Though I’m not sure I’ve ever seen an Alfred Hitchcock film, I knew what to expect: suspense! mystery! atmosphere! Based on a novel by Daphne Du Maurier, Rebecca is about a naïve young girl who spontaneously marries a mysterious and wealthy man and returns with him to his estate, Manderley (I love how people used to name their houses), managed by a creepy housekeeper. Looming over them is the memory of his first wife, who died under mysterious circumstances.
I felt bad for the poor girl, who starts out working as a hired companion for an obnoxious old rich lady – according to Agatha Christie, this was a pretty common form of employment back in the day. Despite the apparent improvement in her circumstances when the handsome older aristocrat takes a fancy to her, I couldn’t help wondering whether she’d actually walked into a worse situation. She’s unsettled and nervous in her new mansion, deferential to the servants who view her with varying degrees of suspicion. Mr. de Winter is cold, sometimes insulting, and usually distant, and the new Mrs. de Winter (I didn’t even notice that she isn’t given a first name. He tells her never to wear black satin or pearls, or be 36 years old, which suggests they have a nice long marriage ahead of them. The first half of the movie is a bit dull, stuck in the oddities of its time.

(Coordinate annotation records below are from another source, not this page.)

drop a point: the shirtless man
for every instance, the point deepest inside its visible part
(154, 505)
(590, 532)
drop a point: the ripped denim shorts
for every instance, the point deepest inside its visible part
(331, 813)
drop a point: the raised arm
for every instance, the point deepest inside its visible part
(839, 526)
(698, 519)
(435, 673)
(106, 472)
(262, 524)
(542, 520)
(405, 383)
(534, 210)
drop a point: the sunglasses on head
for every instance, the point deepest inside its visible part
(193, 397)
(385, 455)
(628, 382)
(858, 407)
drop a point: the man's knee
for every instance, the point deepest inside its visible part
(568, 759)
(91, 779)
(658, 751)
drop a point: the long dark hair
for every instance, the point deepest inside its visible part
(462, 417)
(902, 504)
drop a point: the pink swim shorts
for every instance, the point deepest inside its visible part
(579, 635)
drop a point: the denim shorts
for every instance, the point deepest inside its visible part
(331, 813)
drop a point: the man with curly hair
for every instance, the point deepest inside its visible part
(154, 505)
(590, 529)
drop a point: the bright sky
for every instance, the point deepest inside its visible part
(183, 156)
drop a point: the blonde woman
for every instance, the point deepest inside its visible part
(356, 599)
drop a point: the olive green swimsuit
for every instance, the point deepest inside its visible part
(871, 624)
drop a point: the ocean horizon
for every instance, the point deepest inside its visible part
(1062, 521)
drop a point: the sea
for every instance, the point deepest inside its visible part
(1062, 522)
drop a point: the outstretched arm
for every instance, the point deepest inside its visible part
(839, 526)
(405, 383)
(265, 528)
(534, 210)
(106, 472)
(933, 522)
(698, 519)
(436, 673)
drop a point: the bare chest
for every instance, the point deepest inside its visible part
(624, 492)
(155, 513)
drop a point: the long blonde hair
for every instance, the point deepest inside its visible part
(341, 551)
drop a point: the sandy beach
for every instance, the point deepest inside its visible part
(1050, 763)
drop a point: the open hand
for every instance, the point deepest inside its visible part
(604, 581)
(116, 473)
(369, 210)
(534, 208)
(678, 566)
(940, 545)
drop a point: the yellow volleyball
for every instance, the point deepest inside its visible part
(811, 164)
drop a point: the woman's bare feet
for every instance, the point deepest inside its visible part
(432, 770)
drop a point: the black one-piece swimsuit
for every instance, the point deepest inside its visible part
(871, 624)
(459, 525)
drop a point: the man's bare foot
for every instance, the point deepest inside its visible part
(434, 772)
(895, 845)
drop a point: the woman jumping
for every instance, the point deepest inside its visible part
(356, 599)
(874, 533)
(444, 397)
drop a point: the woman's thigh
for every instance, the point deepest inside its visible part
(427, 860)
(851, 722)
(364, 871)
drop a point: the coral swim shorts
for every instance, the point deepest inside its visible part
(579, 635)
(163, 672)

But then it takes an interesting turn. I can’t help thinking of Gone Girl, and the point in that novel where everything turned on its head (and yeah, there was a movie too, but I don’t think it pulled off the twist as easily, or maybe the problem was that I already knew the twist). The idea of a plot twist is pretty common in storytelling, but it’s nice when it’s pulled off successfully, even to the point where it feels like a completely different thing afterward. Where the Second Mrs. de Winter was once shy and unassuming, she now grows more self-assured. And as Mr. de Winter exposes his own vulnerabilities, he becomes more likeable, as well. That’s not to say that characters have to be likeable in order to be interesting, or well-rendered – it’s just that in a story like this, the fact that their likeability increases after the Big Reveal of the movie is in itself significant.
Like the last movie I saw, it’s unlikely I’ll ever get around to reading the novel it was based on, and I suppose there’s nothing wrong with that. My bet is that Rebecca the novel is far shorter than Tom Jones, but it would still take me over two hours to read it, and there are so many other things to read. I wonder sometimes whether everything that’s written these days is just a stepping-stone to being converted to the screen. Sure, movies are great and all, but in general, I honestly do prefer sitting down with a good book. Then again, here I am spending the year watching movies instead of reading the best books of the last century.
Theme: Novel into film
First Time Watching? Yes
Final Verdict: Marry me, you little fool!